Optimal design of laminate composite isogrid with dynamically reconfigurable quantum PSO

Optimal design of stiffened laminated composite cylinder of symmetric and balanced layup with isogrid form stiffeners is investigated and presented. The isogrid stiffened cylinder is subjected to uniform compressive load. In the optimization for the maximum buckling load, the panel skin laminate stacking sequence and stiffener configuration are chosen as design variables. A smeared model is employed in the buckling analysis of the stiffened composite cylinder. A new variant of particle swarm intelligence algorithm, using multiple swarms, built with quantum and dynamically reconfigurable features is developed and employed in the present investigations.
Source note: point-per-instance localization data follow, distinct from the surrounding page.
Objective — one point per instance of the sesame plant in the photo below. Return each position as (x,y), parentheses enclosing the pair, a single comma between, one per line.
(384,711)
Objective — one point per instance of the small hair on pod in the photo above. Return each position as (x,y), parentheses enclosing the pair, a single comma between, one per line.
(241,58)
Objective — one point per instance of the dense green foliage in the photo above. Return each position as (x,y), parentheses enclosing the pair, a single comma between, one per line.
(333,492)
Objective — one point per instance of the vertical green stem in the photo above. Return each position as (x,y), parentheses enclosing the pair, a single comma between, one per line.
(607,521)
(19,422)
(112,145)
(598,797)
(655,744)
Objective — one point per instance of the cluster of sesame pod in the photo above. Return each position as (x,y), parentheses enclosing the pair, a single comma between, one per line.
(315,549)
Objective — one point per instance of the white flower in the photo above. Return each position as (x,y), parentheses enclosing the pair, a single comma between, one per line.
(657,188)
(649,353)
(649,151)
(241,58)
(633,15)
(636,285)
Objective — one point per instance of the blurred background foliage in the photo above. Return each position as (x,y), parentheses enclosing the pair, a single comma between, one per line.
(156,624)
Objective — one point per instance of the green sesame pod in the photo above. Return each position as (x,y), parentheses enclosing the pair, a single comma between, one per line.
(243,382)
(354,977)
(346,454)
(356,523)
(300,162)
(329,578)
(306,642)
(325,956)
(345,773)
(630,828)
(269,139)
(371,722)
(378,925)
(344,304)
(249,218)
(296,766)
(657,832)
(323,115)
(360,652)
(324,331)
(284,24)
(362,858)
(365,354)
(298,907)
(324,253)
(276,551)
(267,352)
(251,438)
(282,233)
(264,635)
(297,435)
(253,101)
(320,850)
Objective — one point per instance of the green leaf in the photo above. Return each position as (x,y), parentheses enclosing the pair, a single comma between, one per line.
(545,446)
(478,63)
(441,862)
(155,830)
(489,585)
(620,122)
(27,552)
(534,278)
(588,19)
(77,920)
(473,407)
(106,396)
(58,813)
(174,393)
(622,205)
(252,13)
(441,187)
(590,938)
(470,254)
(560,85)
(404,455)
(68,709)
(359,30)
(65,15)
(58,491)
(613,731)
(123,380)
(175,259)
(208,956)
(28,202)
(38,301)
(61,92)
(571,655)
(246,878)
The optimization is carried out using the proposed multi swarm based quantum particle swarm optimisation (PSO) algorithm, taking into consideration of the ply contiguous constraint. An optimal layup of the skin and stiffener configuration has also been obtained by using the proposed dynamic quantum PSO algorithm. Comparisons have been made with quantum PSO, cooperative quantum PSO, multi swarm based hybrid PSO, the newly developed multi swarm versions of quantum PSO and cooperative quantum PSO algorithms. Studies clearly indicate that multi swarm version of quantum PSO algorithms are more consistent and also reliable in providing optimal solutions. The methods presented in this paper will be applicable in general to the design of laminate composite structures.